This post was sponsored by Marriage in a Box. The opinions are completely my own based on my experience.
About a week and half ago, I got an awesome package in the mail: Marriage In A Box. Marriage In A Box, developed by licensed therapist Maria Sappe, is a box full of cards that give couples a way to approach and discuss different issues that come up in marriage, such as communication and intimacy. I would say Trae and I have a very strong marriage, but we are also constantly striving to make an even stronger marriage, so I was super excited to review Marriage In A Box.
The color-coded cards are divided into different sections: Introduction, How Happy Are You, Can We Agree On, Division of Labor, Habits, True or False, The Word List, The Glossary, Stepping Stones, and Resources. The box also comes with three dry erase cards and a sticky love note pad.
We found the Introduction cards confusing at first. We had to lay the cards out and use the online companion to the cards before we understood how all the cards worked and connected together. Trae and I started with the True or False cards to make sure we understood how Marriage In A Box works. For the most part we answered the questions the same. For example, one of the true/ false questions was “My spouse should make me happy.” I answered “true,” but according to Marriage In A Box the answer should have been false. The card says “you are the only one who can make you happy, because happiness is something that comes from within.” That statement stuck with me, and came up again when we got to the Appreciation: Self card in the How Happy Are You? category. The How Happy Are You? category is a series of cards that have one topic per card; each topic tackles a fairly common issues that can occur in marriage and breaks down the issue, gives questions to ask, and how to put a solution to the issue into practice. Trae and I quickly went through Agreements, Appreciation, and Appreciation: Acknowledge. It was when we hit the Appreciation: Self card that we saw how helpful Marriage In A Box can be.
Since getting off birth control, I have gained weight. While I haven’t gained a lot of weight, it is enough to make my pants tight and me unhappy. I was a chubby teen and have always been self-conscious about my weight. Right after I started dating Trae, I started taking some migraine medicine which caused me to drop a lot of weight very quickly bringing me to the smallest I had ever been. Then I was very stressed the first couple of married years, so I lost more weight.

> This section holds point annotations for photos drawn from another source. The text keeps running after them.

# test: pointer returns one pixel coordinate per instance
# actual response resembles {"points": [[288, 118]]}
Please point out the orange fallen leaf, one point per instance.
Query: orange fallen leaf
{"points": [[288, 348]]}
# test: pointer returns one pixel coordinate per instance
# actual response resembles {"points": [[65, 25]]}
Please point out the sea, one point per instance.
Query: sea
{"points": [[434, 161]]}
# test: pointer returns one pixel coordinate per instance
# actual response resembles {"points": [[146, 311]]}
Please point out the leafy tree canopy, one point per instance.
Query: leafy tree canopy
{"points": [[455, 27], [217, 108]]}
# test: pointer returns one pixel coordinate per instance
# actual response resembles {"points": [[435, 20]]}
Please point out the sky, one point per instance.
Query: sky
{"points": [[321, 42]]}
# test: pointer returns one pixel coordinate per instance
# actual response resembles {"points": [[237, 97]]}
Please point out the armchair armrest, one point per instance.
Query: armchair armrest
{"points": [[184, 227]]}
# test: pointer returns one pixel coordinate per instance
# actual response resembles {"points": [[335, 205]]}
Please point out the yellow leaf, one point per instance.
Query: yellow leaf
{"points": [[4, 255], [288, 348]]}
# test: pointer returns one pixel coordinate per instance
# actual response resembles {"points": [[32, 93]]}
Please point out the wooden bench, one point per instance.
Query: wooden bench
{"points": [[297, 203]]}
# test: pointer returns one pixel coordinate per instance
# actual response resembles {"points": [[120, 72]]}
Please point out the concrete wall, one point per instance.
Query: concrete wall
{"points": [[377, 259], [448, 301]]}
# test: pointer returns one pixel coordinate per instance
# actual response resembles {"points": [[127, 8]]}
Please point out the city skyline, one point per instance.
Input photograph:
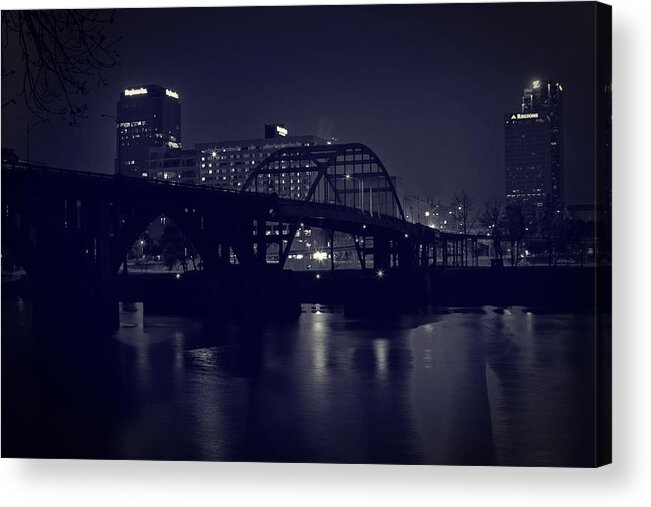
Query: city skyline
{"points": [[452, 144]]}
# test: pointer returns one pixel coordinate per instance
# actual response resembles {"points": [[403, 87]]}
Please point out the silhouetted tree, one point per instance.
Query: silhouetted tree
{"points": [[551, 229], [176, 249], [492, 219], [515, 230], [53, 54], [461, 210]]}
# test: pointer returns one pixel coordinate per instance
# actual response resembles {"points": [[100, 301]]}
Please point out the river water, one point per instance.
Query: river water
{"points": [[483, 386]]}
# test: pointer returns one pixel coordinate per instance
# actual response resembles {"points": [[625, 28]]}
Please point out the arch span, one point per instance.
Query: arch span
{"points": [[351, 175]]}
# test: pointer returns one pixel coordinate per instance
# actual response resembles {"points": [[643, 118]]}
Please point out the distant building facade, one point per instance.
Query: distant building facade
{"points": [[147, 117], [173, 165], [228, 164], [534, 148]]}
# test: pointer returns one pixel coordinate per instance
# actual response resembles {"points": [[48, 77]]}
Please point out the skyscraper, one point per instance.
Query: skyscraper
{"points": [[147, 116], [534, 148]]}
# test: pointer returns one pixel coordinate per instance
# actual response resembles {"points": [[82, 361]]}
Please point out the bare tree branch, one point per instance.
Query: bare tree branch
{"points": [[60, 51]]}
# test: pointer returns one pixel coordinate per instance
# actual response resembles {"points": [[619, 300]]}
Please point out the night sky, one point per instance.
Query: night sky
{"points": [[426, 87]]}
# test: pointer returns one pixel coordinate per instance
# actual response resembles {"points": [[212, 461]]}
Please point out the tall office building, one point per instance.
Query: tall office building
{"points": [[534, 148], [147, 117], [228, 164]]}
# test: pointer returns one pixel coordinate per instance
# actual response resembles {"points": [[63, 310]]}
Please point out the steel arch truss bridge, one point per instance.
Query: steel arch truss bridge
{"points": [[313, 183], [349, 175]]}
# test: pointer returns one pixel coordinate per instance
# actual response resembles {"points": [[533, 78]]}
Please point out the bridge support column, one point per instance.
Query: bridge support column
{"points": [[381, 253]]}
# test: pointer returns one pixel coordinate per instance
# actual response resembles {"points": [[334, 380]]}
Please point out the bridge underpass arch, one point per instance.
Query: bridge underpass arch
{"points": [[349, 176]]}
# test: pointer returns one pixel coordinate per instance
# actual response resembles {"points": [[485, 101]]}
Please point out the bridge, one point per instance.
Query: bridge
{"points": [[72, 230]]}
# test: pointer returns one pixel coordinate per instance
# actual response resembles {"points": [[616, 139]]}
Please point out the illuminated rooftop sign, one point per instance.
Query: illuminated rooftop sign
{"points": [[135, 91], [524, 116]]}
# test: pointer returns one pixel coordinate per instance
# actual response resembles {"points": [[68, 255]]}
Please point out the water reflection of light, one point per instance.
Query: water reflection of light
{"points": [[381, 353], [178, 350]]}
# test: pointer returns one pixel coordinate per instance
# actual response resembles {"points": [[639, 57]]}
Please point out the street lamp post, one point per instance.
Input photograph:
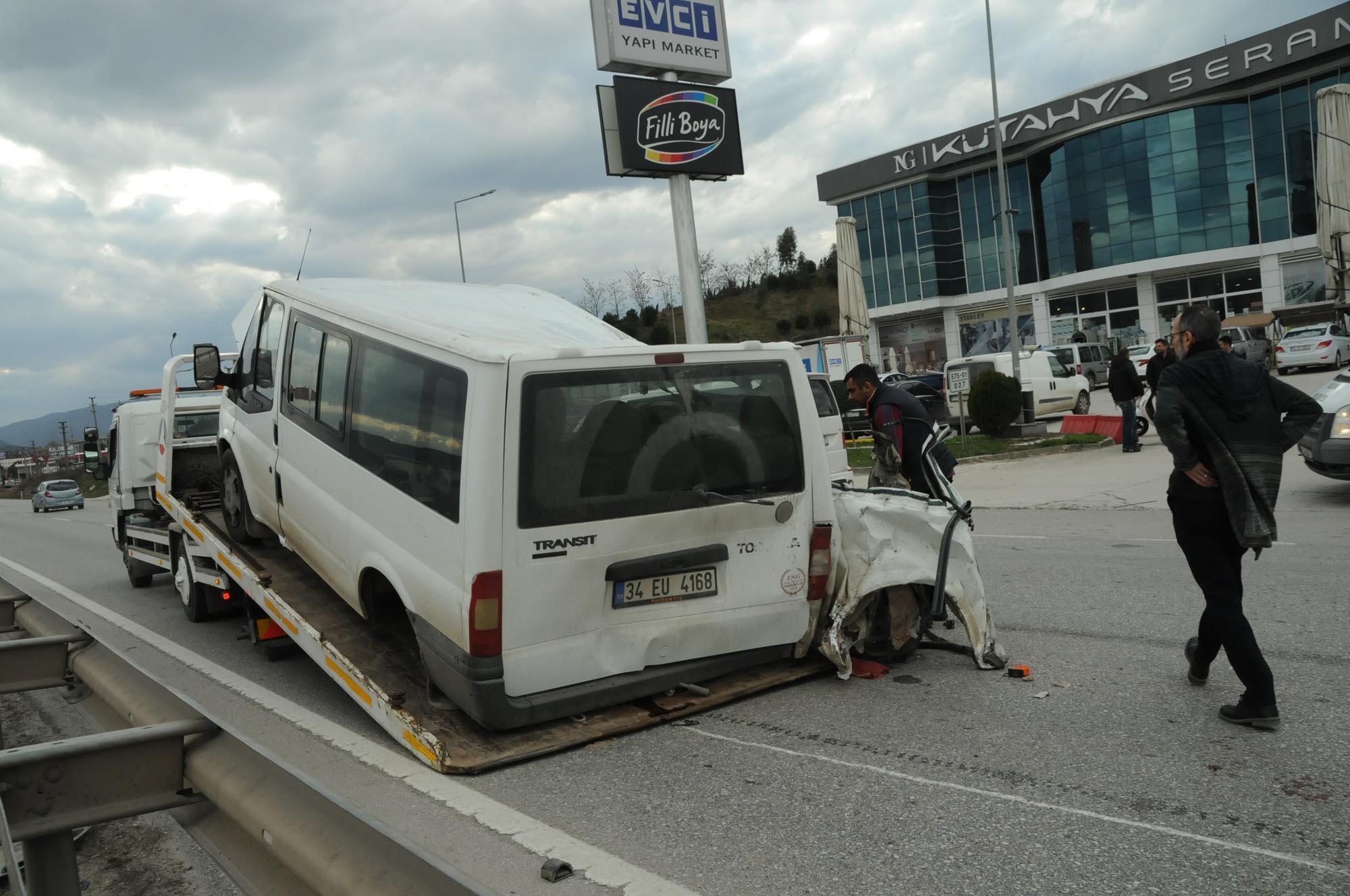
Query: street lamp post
{"points": [[1015, 338], [462, 280]]}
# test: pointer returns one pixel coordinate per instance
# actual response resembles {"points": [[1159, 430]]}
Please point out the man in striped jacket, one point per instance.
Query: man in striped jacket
{"points": [[1228, 426]]}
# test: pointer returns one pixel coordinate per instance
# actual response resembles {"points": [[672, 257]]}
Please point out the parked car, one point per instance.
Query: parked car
{"points": [[1248, 343], [1326, 447], [1140, 357], [1089, 360], [832, 426], [57, 495], [551, 505], [932, 379], [1054, 387], [1313, 346]]}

I reveled in hearing how skinny I was; it didn’t matter to me that these people were showing concern about my vast weight loss. All I heard was “Wow, you are so skinny.” So this gain in weight with no pregnancy belly to show for it hasn’t set well with me. Also, while I love my job, this is the longest I have been without a full time job. (My job is practically full time; I am five hours short of full time.) After getting to the Appreciation: Self card, I now know that I rank my self-worth through pounds and job status.
I knew that I wasn’t the happiest with myself over the last couple of months, but it wasn’t until we got to this card that I was able to verbalize how unhappy I was with myself. Trae has constantly been telling me how beautiful he finds me, but I have never believed it. Seeing “If you lack self-appreciation, it will be difficult to accept or feel deserving of appreciation from your spouse,” on a card made me realize I wasn’t believing him because I didn’t believe it myself. I knew that Trae felt appreciated in our relationship, but I wasn’t feeling appreciated because I wouldn’t let myself be. I felt that bad about myself. The card said to “List one or two ways you appreciate yourself,” and I couldn’t do it.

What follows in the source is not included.